Jabr also denied reports that members of the Badr militia, Shiite fighters trained in exile in Iran, were complicit in the killing of Sunni clerics last month. Investigation showed that no Badr members were involved, he said. The true killers are "terrorists who are killing Shiite clerics and Sunnis to incite strife," he said.

The day's violence included two car bombs near the northern oil city of Kirkuk.

A bomb attack at a roadside restaurant apparently targeted bodyguards of one of Iraq's deputy prime ministers, Rosh Nouri Shaways, said Col. Abbas Mohammed Amin, police chief of Tuz, where the attack occurred. Shaways, an ethnic Kurd, was not present, but five of his guards and seven other people were killed, according to police and defense officials.

Two more people died at Arafah, the site of one of Iraq's first oil wells. A suicide car bomber there detonated his explosives at the entrance to a compound for the national oil company and the U.S. and British consulates, Lt. Col. Adel Zain Abidin said.

In Baqubah, in central Iraq, a suicide car bomber killed Hussein Alwan Tamimi, the deputy chairman of the Diyala provincial council, as he was accompanying his ill sister to the hospital, according to a fellow council member, Khadija Khuda Yakhsh. Four of the official's bodyguards also died. The sister was wounded.

In Mosul, also in the north, attackers blew up two motorcycles rigged with explosives next to a coffee shop frequented by police officers, killing five people, the Associated Press reported.

Gunmen firing randomly from three speeding cars killed nine Iraqis in a crowded market area in Baghdad, a Defense Ministry official told the AP. Interior Ministry officials gave a slightly different account, saying the victims had been waiting at a bus stop.

A bomb caused the deaths of three motorists at Mahmudiyah, 15 miles south of Baghdad, and attackers with guns and a bomb killed a woman in Baghdad's Dora neighborhood, police and hospital officials told the AP.

In political developments, negotiators were unable to find a formula by which more Sunni Arabs would help draft the country's constitution.

Writing a new constitution is the main mandate of Prime Minister Ibrahim Jafari's government, which faces a mid-August deadline to finish a draft that can be put before voters.

Sunnis largely boycotted Jan. 30 elections for the National Assembly and as a result are underrepresented on the constitution-writing committee. Sunni blocs came forward for the first time last month to say that they wanted a role.

The drafting of the charter has started while negotiators decide whether political parties, regional votes or other means should be used to pick Sunni delegates.

"National Assembly members are willing to make this succeed," a Sunni negotiator, Salih Mutlak, said after talks Thursday.

"They cannot write the constitution in the absence of the Sunni representation," he added. "If they do, it will be rejected by the people."
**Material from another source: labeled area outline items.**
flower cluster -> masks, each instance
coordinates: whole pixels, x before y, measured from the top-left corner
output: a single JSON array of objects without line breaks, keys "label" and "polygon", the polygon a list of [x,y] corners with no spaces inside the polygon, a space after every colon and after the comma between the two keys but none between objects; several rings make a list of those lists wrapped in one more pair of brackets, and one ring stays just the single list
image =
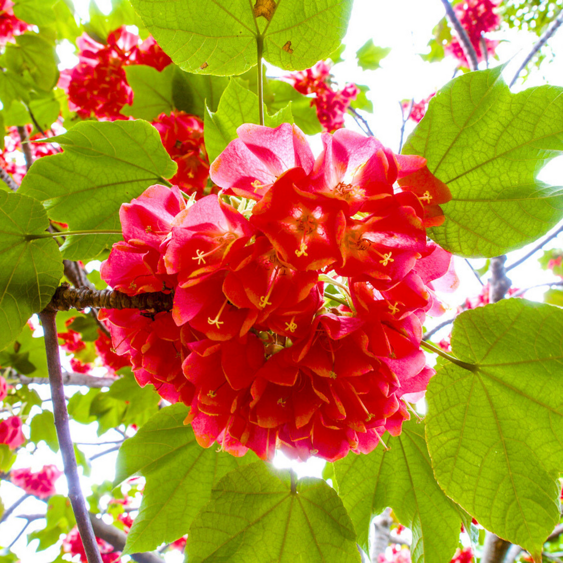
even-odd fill
[{"label": "flower cluster", "polygon": [[[96,538],[96,542],[100,549],[102,563],[119,563],[121,560],[120,551],[114,551],[113,546],[100,538]],[[65,553],[70,553],[72,555],[79,555],[81,563],[88,563],[86,552],[78,529],[75,526],[62,540],[62,551]]]},{"label": "flower cluster", "polygon": [[30,467],[12,469],[10,472],[10,480],[28,494],[45,499],[56,493],[55,482],[62,475],[56,466],[45,465],[35,473],[32,473]]},{"label": "flower cluster", "polygon": [[61,73],[59,86],[68,95],[70,110],[84,118],[124,118],[121,110],[133,101],[125,66],[146,65],[160,72],[172,62],[153,37],[141,42],[124,26],[110,33],[105,45],[86,34],[77,44],[78,64]]},{"label": "flower cluster", "polygon": [[410,111],[409,115],[404,118],[405,120],[412,119],[415,123],[419,123],[422,118],[424,117],[425,114],[426,113],[428,102],[435,95],[436,92],[433,92],[428,97],[423,98],[419,102],[417,102],[415,104],[414,101],[408,100],[402,102],[401,105],[403,107],[403,113],[404,114],[405,111],[408,111],[409,110]]},{"label": "flower cluster", "polygon": [[[33,128],[31,125],[25,126],[25,128],[29,141],[28,144],[32,158],[34,162],[42,157],[46,157],[50,154],[55,154],[58,152],[50,143],[37,143],[34,141],[52,137],[62,132],[62,128],[58,122],[53,124],[53,129],[43,133],[37,133],[32,135]],[[21,138],[17,131],[17,127],[8,127],[7,134],[4,137],[4,150],[0,154],[0,167],[7,172],[12,175],[12,177],[17,184],[21,183],[21,180],[27,172],[25,161],[24,158],[22,149]]]},{"label": "flower cluster", "polygon": [[[101,274],[171,312],[107,310],[141,385],[190,407],[199,443],[334,461],[396,435],[433,370],[419,348],[450,255],[427,240],[450,197],[419,157],[347,129],[315,159],[294,126],[241,126],[221,196],[155,185],[122,206]],[[396,185],[398,181],[400,185]]]},{"label": "flower cluster", "polygon": [[324,61],[320,61],[312,68],[282,79],[301,93],[314,95],[311,105],[316,108],[319,120],[325,131],[344,127],[344,114],[360,93],[355,84],[347,84],[341,90],[333,90],[331,78],[330,68]]},{"label": "flower cluster", "polygon": [[178,165],[171,181],[183,191],[200,196],[207,186],[209,160],[203,144],[203,122],[184,111],[162,113],[153,125],[170,158]]},{"label": "flower cluster", "polygon": [[21,35],[31,26],[19,20],[14,14],[12,0],[0,0],[0,44],[11,41],[14,35]]},{"label": "flower cluster", "polygon": [[0,422],[0,444],[5,444],[11,450],[15,450],[25,441],[19,417],[8,417]]},{"label": "flower cluster", "polygon": [[[455,15],[467,32],[478,61],[485,60],[488,56],[494,55],[498,44],[498,41],[483,35],[484,33],[495,29],[501,23],[501,16],[495,11],[498,2],[499,0],[467,0],[454,6]],[[484,51],[481,40],[484,42]],[[445,46],[444,50],[463,66],[469,66],[463,50],[457,39],[453,39],[451,43]]]}]

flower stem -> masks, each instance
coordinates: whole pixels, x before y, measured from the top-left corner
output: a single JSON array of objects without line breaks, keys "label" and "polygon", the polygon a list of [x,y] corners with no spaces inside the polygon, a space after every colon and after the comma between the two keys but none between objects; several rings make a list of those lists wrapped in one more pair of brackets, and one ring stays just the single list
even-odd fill
[{"label": "flower stem", "polygon": [[435,346],[434,344],[425,342],[423,340],[421,342],[421,346],[423,348],[426,348],[426,350],[429,350],[430,352],[434,352],[434,354],[437,354],[439,356],[441,356],[442,358],[445,358],[448,361],[451,361],[452,364],[459,365],[460,368],[467,369],[470,372],[477,370],[477,366],[475,364],[468,364],[466,362],[462,361],[461,360],[458,360],[457,358],[452,356],[451,354],[449,354],[447,352],[444,352],[444,350],[437,346]]},{"label": "flower stem", "polygon": [[264,38],[258,34],[256,35],[256,46],[258,51],[258,111],[260,116],[260,124],[264,124],[264,84],[262,74],[262,55],[264,50]]},{"label": "flower stem", "polygon": [[78,235],[120,235],[121,231],[113,229],[92,229],[86,231],[60,231],[57,233],[42,233],[41,234],[25,235],[26,240],[35,240],[37,239],[54,239],[57,236],[70,236]]}]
Special correspondents Salih Saif Aldin in central Iraq, Marwan Ani in Kirkuk and Bassam Sebti and Khalid Saffar in Baghdad contributed to this report.

Commentary:
One US military commander says he has 400 soldiers patrolling over 10,000 square miles. Who do you believe? Bush and Rumsfeld who say we have enough soldiers in Iraq or the commanders on the ground begging for help? If you're still not sure, read this article again.